DPDK patches and discussions
 help / color / mirror / Atom feed
From: Ruifeng Wang <Ruifeng.Wang@arm.com>
To: Mairtin o Loingsigh <mairtin.oloingsigh@intel.com>,
	"jasvinder.singh@intel.com" <jasvinder.singh@intel.com>,
	"bruce.richardson@intel.com" <bruce.richardson@intel.com>,
	"pablo.de.lara.guarch@intel.com" <pablo.de.lara.guarch@intel.com>,
	"konstantin.ananyev@intel.com" <konstantin.ananyev@intel.com>
Cc: "dev@dpdk.org" <dev@dpdk.org>,
	"brendan.ryan@intel.com" <brendan.ryan@intel.com>,
	"david.coyle@intel.com" <david.coyle@intel.com>, nd <nd@arm.com>
Subject: Re: [dpdk-dev] [PATCH v5 1/2] net: add run-time architecture specific	CRC selection
Date: Sat, 10 Oct 2020 09:34:55 +0000	[thread overview]
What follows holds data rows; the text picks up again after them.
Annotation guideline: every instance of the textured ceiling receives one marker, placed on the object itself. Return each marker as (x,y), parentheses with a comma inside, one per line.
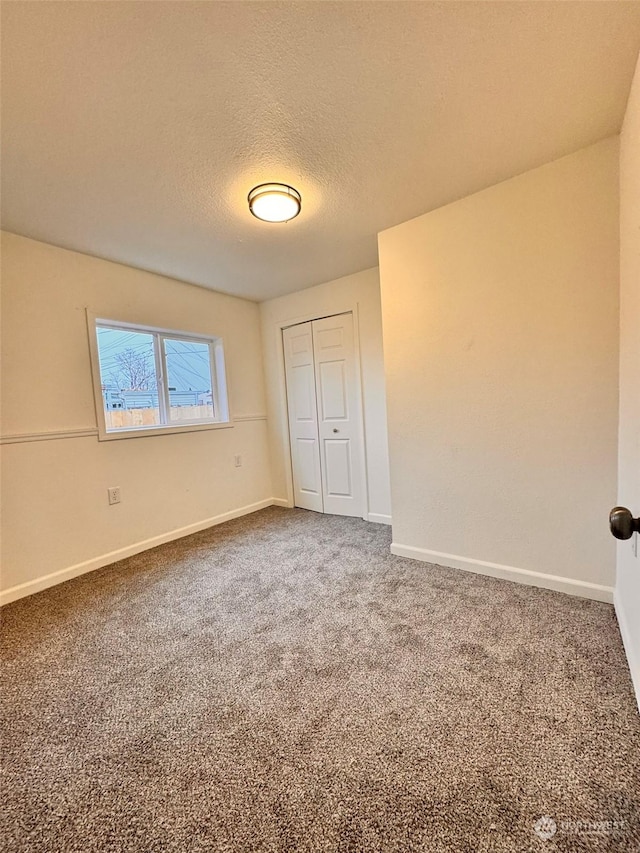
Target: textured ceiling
(134,130)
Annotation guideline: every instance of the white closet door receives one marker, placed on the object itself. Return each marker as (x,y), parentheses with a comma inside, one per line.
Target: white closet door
(339,415)
(303,418)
Message-ID: <VI1PR0802MB23512FAD106F7CF6D9C1DFBF9E090@VI1PR0802MB2351.eurprd08.prod.outlook.com> (raw)
In-Reply-To: <20201009135045.8505-2-mairtin.oloingsigh@intel.com>


> -----Original Message-----
> From: dev <dev-bounces@dpdk.org> On Behalf Of Mairtin o Loingsigh
> Sent: Friday, October 9, 2020 9:51 PM
> To: jasvinder.singh@intel.com; bruce.richardson@intel.com;
> pablo.de.lara.guarch@intel.com; konstantin.ananyev@intel.com
> Cc: dev@dpdk.org; brendan.ryan@intel.com; mairtin.oloingsigh@intel.com;
> david.coyle@intel.com
> Subject: [dpdk-dev] [PATCH v5 1/2] net: add run-time architecture specific
> CRC selection
> 
> This patch adds support for run-time selection of the optimal architecture-
> specific CRC path, based on the supported instruction set(s) of the CPU.
> 
> The compiler option checks have been moved from the C files to the meson
> script. The rte_cpu_get_flag_enabled function is called automatically by the
> library at process initialization time to determine which instructions the CPU
> supports, with the most optimal supported CRC path ultimately selected.
> 
> Signed-off-by: Mairtin o Loingsigh <mairtin.oloingsigh@intel.com>
> Signed-off-by: David Coyle <david.coyle@intel.com>
> Acked-by: Konstantin Ananyev <konstantin.ananyev@intel.com>
> ---
>  doc/guides/rel_notes/release_20_11.rst            |   4 +
>  lib/librte_net/meson.build                        |  34 ++++++-
>  lib/librte_net/net_crc.h                          |  34 +++++++
>  lib/librte_net/{net_crc_neon.h => net_crc_neon.c} |  26 ++---
>  lib/librte_net/{net_crc_sse.h => net_crc_sse.c}   |  34 ++-----
>  lib/librte_net/rte_net_crc.c                      | 116 +++++++++++++++-------
>  6 files changed, 168 insertions(+), 80 deletions(-)  create mode 100644
> lib/librte_net/net_crc.h  rename lib/librte_net/{net_crc_neon.h =>
> net_crc_neon.c} (95%)  rename lib/librte_net/{net_crc_sse.h =>
> net_crc_sse.c} (94%)
> 
> diff --git a/doc/guides/rel_notes/release_20_11.rst
> b/doc/guides/rel_notes/release_20_11.rst
> index 808bdc4e5..b77297f7e 100644
> --- a/doc/guides/rel_notes/release_20_11.rst
> +++ b/doc/guides/rel_notes/release_20_11.rst
> @@ -55,6 +55,10 @@ New Features
>       Also, make sure to start the actual text at the margin.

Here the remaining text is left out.